Some of the issues I raised above were on the doctor’s mind, as she and her husband considered the request. In addition to the above, they correctly considered an early exposure to the low-level radiation from a cell phones. As well, the real driver behind their daughter’s motivation, fitting in with what is considered “cool”. In the end, they decided against giving their 10 year old a cell phone.
Do any other parents have stories to share, and how they’ve considered this 21st Century parenting dilemma? We’d love to hear from you.
Video game addiction has affected many people. How many times have we seen a parody on television of a child throwing a fit because they are forced to stop playing their video games, or turn them off, etc?
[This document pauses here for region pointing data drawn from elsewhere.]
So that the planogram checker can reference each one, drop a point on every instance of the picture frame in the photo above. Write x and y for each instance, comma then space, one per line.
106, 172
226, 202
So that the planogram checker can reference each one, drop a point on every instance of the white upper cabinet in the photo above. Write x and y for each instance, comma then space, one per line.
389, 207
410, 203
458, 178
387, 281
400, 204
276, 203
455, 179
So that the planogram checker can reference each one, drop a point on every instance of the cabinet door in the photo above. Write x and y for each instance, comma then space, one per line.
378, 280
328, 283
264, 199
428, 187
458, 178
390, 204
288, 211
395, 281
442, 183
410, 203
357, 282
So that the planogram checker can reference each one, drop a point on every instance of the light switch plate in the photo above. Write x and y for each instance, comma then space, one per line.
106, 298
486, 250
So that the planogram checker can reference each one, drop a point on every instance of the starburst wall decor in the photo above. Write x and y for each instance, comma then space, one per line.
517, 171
The sad thing is that this type of behavior is more common than not! I think that the most clear example of video addiction should be that the ONLY successful video addiction rehab center in the country is located in Seattle, outside the Microsoft headquarters! We are seeing more and more marriages and relationships breaking up because ADULTS are showing signs of video game addiction. Playing video games used to be isolated to adolescents, however, those adolescents are now grown adults, and we are seeing that they are not giving up playing the video games. The most famous example of this was a few years back when the famous tennis player, Andy Murray, was dumped by his girlfriend because of his over-excessive video game usage!